Lombard was born Jane Alice Peters in Fort Wayne, Indiana. Her parents were Frederick C. Peters (1875-1935) and Elizabeth Knight (1877-1942). Her paternal grandfather, John Claus Peters, was the son of German immigrants, Claus Peters and Caroline Catherine Eberlin. Lombard was the youngest of three children, having two older brothers. She spent her early childhood in a sprawling, two-story house at 704 Rockhill Street in Fort Wayne, near the St. Mary's River. Her father had been injured during his early life and was left with constant headaches which caused him to burst out in paroxysms of anger which disturbed the family. Her parents divorced and her mother took the three children to Los Angeles in 1914, where Lombard attended Virgil Jr. High School and then Fairfax High School. She was elected "May Queen" in 1924. She quit school to pursue acting full-time, but graduated from Fairfax in 1927. Lombard was a second generation Bahá'í who formally enrolled in 1938.

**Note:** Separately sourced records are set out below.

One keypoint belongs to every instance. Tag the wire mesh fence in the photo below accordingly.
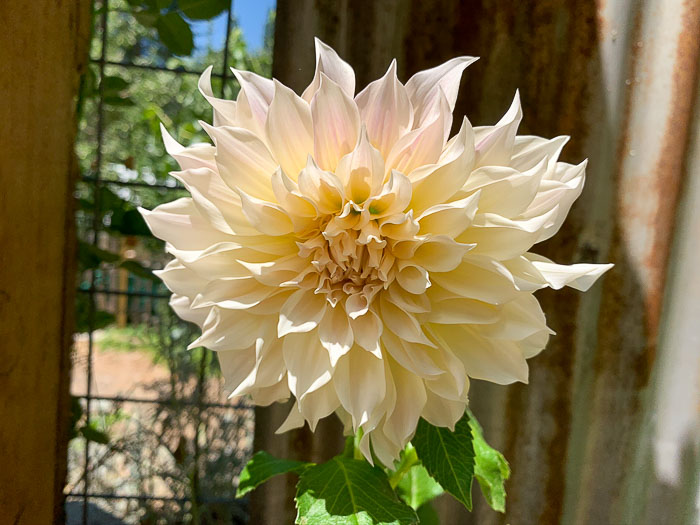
(157, 441)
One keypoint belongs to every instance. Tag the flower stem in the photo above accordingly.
(410, 458)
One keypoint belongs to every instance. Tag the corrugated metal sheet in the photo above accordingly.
(607, 430)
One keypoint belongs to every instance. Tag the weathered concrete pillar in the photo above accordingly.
(43, 49)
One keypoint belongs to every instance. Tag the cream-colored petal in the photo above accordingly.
(528, 151)
(231, 330)
(442, 412)
(394, 197)
(308, 364)
(401, 421)
(199, 156)
(422, 145)
(181, 306)
(402, 323)
(243, 160)
(367, 330)
(435, 184)
(258, 92)
(361, 171)
(239, 293)
(289, 130)
(359, 381)
(330, 64)
(236, 365)
(293, 420)
(413, 357)
(180, 223)
(215, 201)
(562, 198)
(505, 191)
(463, 311)
(322, 187)
(496, 146)
(501, 362)
(290, 198)
(449, 219)
(385, 110)
(519, 319)
(318, 404)
(224, 110)
(265, 217)
(336, 122)
(302, 312)
(440, 253)
(335, 332)
(480, 279)
(425, 86)
(412, 278)
(579, 276)
(502, 239)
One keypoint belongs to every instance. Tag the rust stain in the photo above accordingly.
(669, 168)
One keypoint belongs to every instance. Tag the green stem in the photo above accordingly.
(349, 450)
(409, 459)
(357, 453)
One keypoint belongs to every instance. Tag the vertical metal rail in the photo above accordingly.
(96, 220)
(96, 181)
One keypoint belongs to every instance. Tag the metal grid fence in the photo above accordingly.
(96, 181)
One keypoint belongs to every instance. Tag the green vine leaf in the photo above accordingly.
(203, 9)
(448, 456)
(417, 487)
(263, 466)
(345, 491)
(491, 468)
(175, 33)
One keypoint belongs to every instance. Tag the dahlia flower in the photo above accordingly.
(344, 250)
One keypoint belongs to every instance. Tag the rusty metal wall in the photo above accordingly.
(606, 432)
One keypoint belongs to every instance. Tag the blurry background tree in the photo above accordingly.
(175, 460)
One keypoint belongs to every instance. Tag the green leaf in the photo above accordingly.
(139, 270)
(345, 491)
(148, 18)
(203, 9)
(90, 256)
(128, 222)
(263, 466)
(91, 433)
(491, 468)
(118, 101)
(175, 33)
(114, 84)
(417, 487)
(427, 515)
(448, 456)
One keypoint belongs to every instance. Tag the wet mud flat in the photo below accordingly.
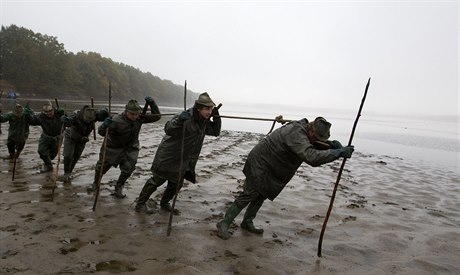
(390, 216)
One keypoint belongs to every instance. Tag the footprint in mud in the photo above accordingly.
(349, 218)
(71, 245)
(115, 266)
(272, 244)
(231, 255)
(306, 231)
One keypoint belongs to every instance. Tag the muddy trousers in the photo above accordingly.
(151, 186)
(14, 146)
(126, 170)
(249, 197)
(48, 148)
(72, 153)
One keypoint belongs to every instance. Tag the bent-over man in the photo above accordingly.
(167, 162)
(18, 130)
(123, 142)
(273, 162)
(79, 125)
(50, 121)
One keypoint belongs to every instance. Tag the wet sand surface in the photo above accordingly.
(390, 216)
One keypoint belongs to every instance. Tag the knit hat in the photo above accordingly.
(205, 100)
(89, 114)
(47, 108)
(322, 128)
(133, 107)
(18, 109)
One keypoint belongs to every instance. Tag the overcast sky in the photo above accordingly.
(302, 53)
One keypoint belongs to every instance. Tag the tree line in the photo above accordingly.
(37, 65)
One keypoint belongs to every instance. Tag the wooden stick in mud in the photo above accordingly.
(15, 157)
(180, 178)
(56, 173)
(340, 171)
(104, 150)
(94, 123)
(1, 95)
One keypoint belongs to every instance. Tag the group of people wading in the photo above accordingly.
(269, 166)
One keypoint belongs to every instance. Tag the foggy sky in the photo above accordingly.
(299, 53)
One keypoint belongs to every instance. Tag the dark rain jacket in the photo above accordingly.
(274, 160)
(18, 130)
(166, 163)
(51, 126)
(78, 129)
(123, 138)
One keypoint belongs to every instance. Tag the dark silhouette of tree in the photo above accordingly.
(38, 65)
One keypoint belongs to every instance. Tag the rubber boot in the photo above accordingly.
(168, 195)
(119, 186)
(47, 167)
(249, 216)
(230, 215)
(65, 178)
(93, 186)
(146, 192)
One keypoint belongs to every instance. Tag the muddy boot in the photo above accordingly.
(46, 168)
(146, 192)
(144, 208)
(168, 207)
(168, 195)
(222, 226)
(119, 192)
(65, 178)
(249, 216)
(93, 186)
(119, 186)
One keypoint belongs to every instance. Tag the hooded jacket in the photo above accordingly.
(274, 160)
(18, 130)
(123, 138)
(166, 163)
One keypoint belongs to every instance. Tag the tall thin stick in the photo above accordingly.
(104, 151)
(180, 178)
(329, 210)
(94, 123)
(56, 173)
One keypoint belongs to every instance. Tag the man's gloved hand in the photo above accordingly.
(27, 111)
(102, 114)
(215, 112)
(184, 116)
(108, 122)
(346, 151)
(149, 100)
(60, 112)
(65, 119)
(336, 144)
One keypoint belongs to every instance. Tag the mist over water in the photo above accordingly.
(433, 141)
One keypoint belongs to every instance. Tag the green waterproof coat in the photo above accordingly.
(123, 138)
(274, 160)
(167, 161)
(18, 130)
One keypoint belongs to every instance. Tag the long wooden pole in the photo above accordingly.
(61, 138)
(94, 123)
(56, 173)
(104, 150)
(329, 210)
(180, 178)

Lombard made her film debut at the age of twelve after she was seen playing baseball in the street by director Allan Dwan; he cast her as a tomboy in A Perfect Crime (1921). In the 1920s, she worked in several low-budget productions credited as 'Jane Peters', and then later as 'Carol Lombard'. Her friend Miriam Cooper helped Lombard land small roles in her husband Raoul Walsh's films. In 1925, she was signed as a contract player with Fox Film Corporation (which merged with Daryl Zanuck's Twentieth Century Productions in 1935). She also worked for Mack Sennett and Pathé Pictures. She became a well-known actress and made a smooth transition to sound films, starting with High Voltage (1929). In 1930, she began working for Paramount Pictures after having been dropped from both Twentieth Century and Pathé.